Os criadores de frangos de Mendoza, na Argentina, resolveram criticar o caos econômico do país a seu próprio modo. Sem ter como vender a produção, resolveram soltar dezenas de frangos em frente à sede do governo da província, na segunda-feira 4. O protesto durou pouco. Imediatamente, vários desempregados saíram à caça das aves. “É um presente dos céus”, chegou a dizer um deles. A manifestação acabou resolvendo o problema momentâneo de um punhado de esfomeados, mas um outro protesto, numa pequena localidade chamada El Jagüel, terminou em morte. Um comerciante, assustado com o assédio de um grupo de 200 desempregados à sua loja, matou um piqueteiro com um tiro de pistola na madrugada da quarta-feira 6.

Enquanto protestos como estes se acumulam, o país segue parado. Basta recolher alguns indicadores da chamada “economia real” para constatar a dimensão do estrago promovido por quatro anos de recessão. O desemprego bateu mais um recorde histórico, com 22% da população economicamente atimo, só nas portas dos consulados. Argentinos em busca de visto para sair do país estão lotando as representações diplomáticas de vários países – e não só mais da Espanha. Até o Brasil registra um número anormal de consultas.

O dia-a-dia do argentino é patético. Para pagar um simples cafezinho, o cidadão pode utilizar, hoje, dólares, pesos, cartão de crédito, patacones, bônus negociáveis ou lecops. Dólares e pesos são uma raridade, já que estão presos nos bancos. Cartões são praticamente uma novidade para o povo argentino, historicamente acostumado a usar dinheiro vivo. E as três últimas opções são papéis emitidos pelo governo que, certamente, perderão o valor em pouco tempo. Para complicar, janeiro marcou o retorno de um outro fantasma: a inflação. O mês fechou com uma alta média nos preços de 2,3%, a maior em oito anos. Em tempos recessivos, um salto desse porte é considerado alarmante.

Se nas ruas o clima é de depressão, nos gabinetes oficiais é o pânico que domina. O terror começou quando a Justiça julgou inconstitucional o “curralzinho”, criado para manter presos os depósitos dos argentinos no sistema financeiro, no fim da semana retrasada. Temendo um esfarelamento imediato das instituições bancárias, o governo de Eduardo Duhalde deu um golpe no Judiciário. Proibiu, com um decreto à moda ditatorial, ações contra o bloqueio por 180 dias. Enquanto isso, seus deputados batalham para arrancar da Suprema Corte nove juízes indicados durante a era Menem. Sem credibilidade perante a população, os magistrados estão sendo acusados de terem feito uma manobra de sobrevivência ao julgar ilegal o “curralzinho”.

O golpe no Judiciário, também inconstitucional, foi um dos principais pontos do pacote econômico lançado na noite do domingo 3. Os argentinos já perderam a conta de quantos planos “milagrosos” foram tentados nos últimos três anos. Mesmo assim, a principal âncora do plano, segundo economistas, será a confiança da população nas medidas. Apesar de lançado, o pacote ainda não foi testado na vida real. Para proteger os bancos, o governo estendeu, durante toda a semana, o feriado bancário. “Não existe liquidez no sistema financeiro para que possamos devolver, de uma só vez, todos os depósitos”, confirmou o próprio ministro da Economia, Jorge Remes Lenicov. O FMI recebeu com frieza o pacote, o que acabou gerando protestos do ministro, que depende das verbas do fundo para acertar as contas externas.

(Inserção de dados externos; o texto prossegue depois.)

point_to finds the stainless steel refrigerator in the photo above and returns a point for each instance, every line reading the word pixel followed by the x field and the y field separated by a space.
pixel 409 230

Na marra – A segunda-feira 11 marcará o grande teste do governo Duhalde. Quando os bancos finalmente abrirem, restará ao povo argentino definir o futuro de curto prazo do país. No pacote, o governo determinou a pesificação total da economia, restringiu a compra de dólares e transformou em pesos os valores das dívidas tomadas em dólar. A idéia é segurar, na marra, a cotação da moeda americana, que pela primeira vez em dez anos será definida livremente – ou quase, dadas as restrições de circulação das verdinhas. O grande temor é que a população corra para o mercado paralelo, um movimento que tem potencial para derreter o valor do peso e afundar a estratégia do governo.

Para tentar reativar a economia, Lenicov programou um leve alívio do “curralzinho”. O dinheiro continua preso, mas quem quiser poderá receber títulos a serem pagos em um futuro incerto. Os depósitos em dólar serão convertidos à taxa de 1,40 peso (durante dez anos, um peso valeu exatamente US$ 1). A expectativa é que esses papéis sirvam de moeda corrente em transações comuns, como compra de automóveis e de imóveis, o que renovaria o fôlego do comércio e da indústria. A medida é vista com ceticismo por economistas locais. De novo, o futuro do plano fica atrelado à capacidade de confiança do argentino. Se as panelas voltarem a soar com força, pode ser o fim de mais uma aventura na luta contra a crise.